可那副教主也不是吃素的。


    練了這麽多年,原身會武的事到底是瞞不住,十八歲那年便受不了玄月教裏那些在副教主授意下欺辱他們母子的人,一路打上了玄月教主殿。


    那副教主不知原身武功的深淺,能走到如今全憑謹慎二字,否則也不會藏著他那些陰暗的心思,在江雪手底下做了那麽多年正直的副教主了。


    與原身對決之前,他便先暗中讓下屬把江夫人控製在手上。


    有此把柄,原身便不能取其性命,玄月教也就此分成了兩派。


    一派跟隨江敘,一派跟隨副教主。武林強者為尊,跟隨江敘的人更多些,江敘一直無法處置副教主,也是因為江夫人一直在他手上,不知道被關在什麽地方。


    他們約定江敘不取副教主性命,不影響他在教中地位,每隔一段時間副教主的人便會送一份江夫人的親筆信報平安。

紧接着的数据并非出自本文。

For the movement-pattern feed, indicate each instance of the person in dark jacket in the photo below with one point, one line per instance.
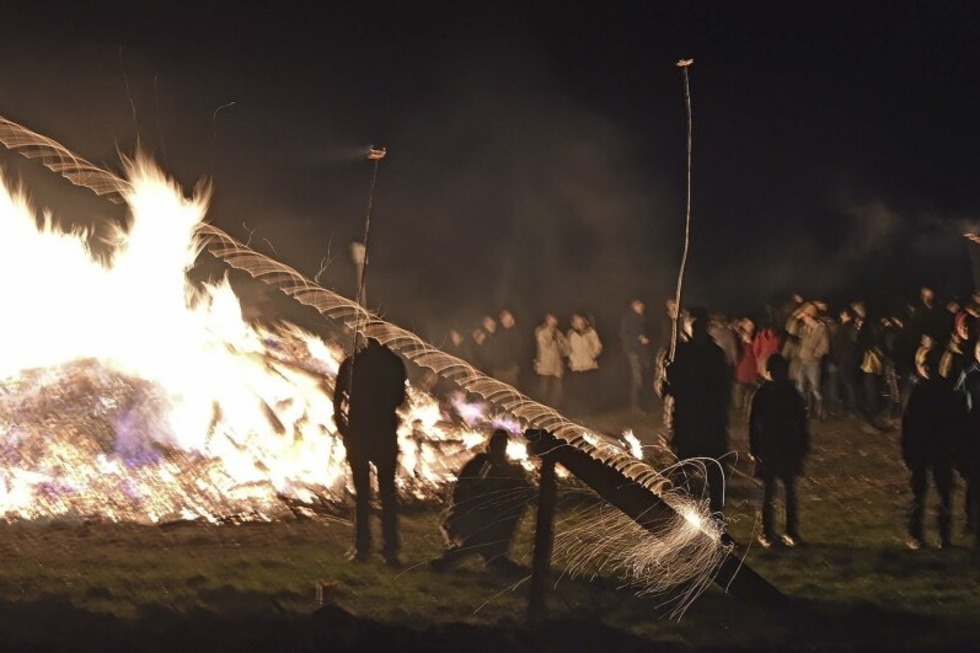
(489, 498)
(636, 343)
(370, 387)
(931, 426)
(700, 381)
(779, 441)
(968, 458)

    母子二人有自己的防偽方法,副教主並不能找人代筆或是冒充,為了保自己的性命,他還要好吃好喝供養著。


    兩方製衡,江敘對他讓手下人做的惡事也隻能睜一隻眼閉一隻眼。


    今日正道討伐,倒是能借這個機會清理門戶了。


    江敘閉了閉眼,落地後召喚他的大護法兼貼身護衛,給了他一個地址,命他速速帶人前往營救江夫人。


    被要挾的是原身,關他江敘什麽事。


    夜桜有些猶豫:“教主,那些正道人士已經聚集在山下,很快便要攻破第一層防線了。”


    “無妨,”江敘輕嗤一聲,“烏合之眾,無需掛心,本座命你救的人更重要些。”


    夜桜打量著江敘身邊隻有一個藺大夫,遲疑著開口:“屬下聽聞有人闖入後山以藺大夫要挾,要換那沈公子,主上莫不是要屬下去救沈公子?”


    作為跟隨江敘一路走到今日的大護法,夜桜不能理解江敘對著一個無知公子花費那樣多的心思。


    他也不太能理解藺大夫隨隨便便就被人挾持了。


    夜桜忍不住看了眼藺月華。


    後者眯了眯眼睛,“夜桜,我最近缺個試藥的,你是想來試藥嗎?”


    “屬下體弱多病,擔當不起。”夜桜麵不改色,而後打量起江敘的神情,探問道:“若闖山的人是前來營救沈公子的,想必不會傷害他,或許不急於一時,眼下還是山下那些道貌岸然的正道之士較為棘手……”


    換做原身人設,在夜桜質疑江敘對沈漸清的在意和決策時,早就一聲訓斥用武力壓製了。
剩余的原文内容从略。